The evidence that three days after the loan of the bond the plaintiff met defendant and said to him, “ Hr. Caldwell, you had better return me that bond; I want it,” and his reply thereto that he had obtained a loan on the 19th for $10,000, and had used the bond, was (being uncontradicted) sufficient evidence of a conversion on the 19th of March.
Nothing subsequently transpired to waive that conversion. Plaintiff’s endeavors to obtain his bond without recourse to legal measures had no such effect.
The evidence sufficiently shows that the 19th referred to in this conversation was the 19th of March, 1867.
A conversion on the 19th of March, 1867, having been shown, the plaintiff was entitled to recover as damages the highest market value of such bond between that date and the day of trial.
The plaintiff proved, by William G. Ward, the agent of the company that issued this bond, that the bonds from the 11th of March to the 10th of April were worth in the market 80 per cent., and that during that period he had sold $60,000 of the bonds at that rate. Defendant introduced evidence showing that one William J. Dodd, during the months of March and April, 1867, endeavored to make a sale of bonds of this description without success; and that Albert H. Nicolay sold at auction on March 14,1867, $15,000 of bonds at prices ranging from 64 *216to 70 per cent., and on March 25, 1867, $12,000 from 6If to 65 per cent.
The evidence thus given by the plaintiff and defendant on the subject of the value of the bonds in March and April, 1867, raised a disputed question of fact as to that value, to be submitted to the jury. It was submitted, and we see no cause for disturbing their verdict.

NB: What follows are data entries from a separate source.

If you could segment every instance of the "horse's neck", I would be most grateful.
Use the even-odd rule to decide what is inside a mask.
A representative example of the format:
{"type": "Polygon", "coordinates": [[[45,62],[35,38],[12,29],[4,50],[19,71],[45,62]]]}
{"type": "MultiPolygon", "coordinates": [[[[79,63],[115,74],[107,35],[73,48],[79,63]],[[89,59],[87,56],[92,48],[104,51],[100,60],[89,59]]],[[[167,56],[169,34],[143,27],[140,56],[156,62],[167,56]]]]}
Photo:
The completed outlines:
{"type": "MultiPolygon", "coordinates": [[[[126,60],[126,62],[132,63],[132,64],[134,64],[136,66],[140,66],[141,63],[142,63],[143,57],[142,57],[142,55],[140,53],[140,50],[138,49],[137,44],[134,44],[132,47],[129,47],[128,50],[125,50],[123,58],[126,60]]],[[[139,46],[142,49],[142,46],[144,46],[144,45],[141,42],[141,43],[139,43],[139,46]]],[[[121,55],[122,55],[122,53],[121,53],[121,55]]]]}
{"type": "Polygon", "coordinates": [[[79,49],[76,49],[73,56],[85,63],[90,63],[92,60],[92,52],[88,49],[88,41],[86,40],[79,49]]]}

The evidence offered by the defendant as to the value of the bonds before March and subsequent to April was immaterial to the defense. If it was to prove that the bonds had a higher value at those times, then its exclusion was advantageous to the defendant and he cannot complain of it. If it was to prove that the bonds at those times were lower than in March and April, then it was immaterial, because the plaintiff was entitled to recover the highest value between the 19th of March, 1867, and the day of trial, and he had introduced proof as to what the value was between March 19, and April 10.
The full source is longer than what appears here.